Un dico sans pudeur

par Leslie Rijmenams

POLISSONS-regle-n-8a-copie-1Bonbon, briser sa tirelire, faire la bête à deux dos, joujou, moule de zinc, se défriser la chicorée... des mots si naïfs et pourtant si équivoques. Cette semaine, Daniel Lacotte lance un lexique sans pudeur : le Petit précis des mots gaillards et polissons. Amis de la poésie bonjour.

Feuilletant le petit dernier des éditions l'Archipel, je découvre naïvement qu'avoir le papier qui colle au bonbon est une vague histoire de slip. C'est aussi généralement vers 17-18 ans que les jeunes filles perdent leur tirelire. Que les plus curieux m'excusent, mais mon côté collet monté m'empêche de leur expliquer l'expression se défriser la chicorée. En lien avec les expressions se polir le chinois et épouser la veuve poignet, tout ça... question d'épicurisme version mono. Ouf, me voilà rassurée en découvrant qu'un moule de zinc est un garçon de café mou, indolent, amorphe. Bref, un serveur sans vivacité aucune ni performances professionnelles. 

Petit lexique 

Vous en voulez d'autres ? Voici donc quelques définitions choisies de manière non exhaustive...

Béjaune : contraction de bec et jaune, en référence à un jeune oiseau de proie en cours de dressage qui a encore sur le bec une petite peau jaune. Ce mot désigne un garçon naïf et niais, un nigaud. 

Faire bamboche : ce mot vient de l'italien bamboccio (pantin) et est synonyme de beuverie. Faire la boche = faire la bringue.

Faire carillon : à la base, un carillon désigne une horloge intérieure ou une sonnerie à plusieurs tons. L'expression faire carillon signifie faire des reproches à quelqu'un. 

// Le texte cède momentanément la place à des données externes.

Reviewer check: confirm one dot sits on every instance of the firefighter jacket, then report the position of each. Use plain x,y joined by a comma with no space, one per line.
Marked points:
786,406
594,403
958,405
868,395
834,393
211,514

Cheulard : un ivrogne, un poivrot. Dans la même catégorie, on retrouve le mot galoope-chipine. Chopine vient de l'allemand schoppen (vieille mesure de contenance équivalent à un demi-litre).

Derche : dérive probablement du mot derrière et signifie postérieur, popotin 

Galapiat : un gamin grossier, grivois, vaurien et très paresseux qui ne manque pas d'importuner son entourage

Godinette : se dit d'une jeune femme coquette, amusante dont l'attitude très accueillante laisserait penser qu'elle accepterait volontiers de donner de son affection en échange d'argent. Elle ne donne cependant jamais dans la vulgarité, contrairement à la gourgandine. De là vient l'expression embrasser en godinette qui signifie embarsser à avec une passion démesurée. 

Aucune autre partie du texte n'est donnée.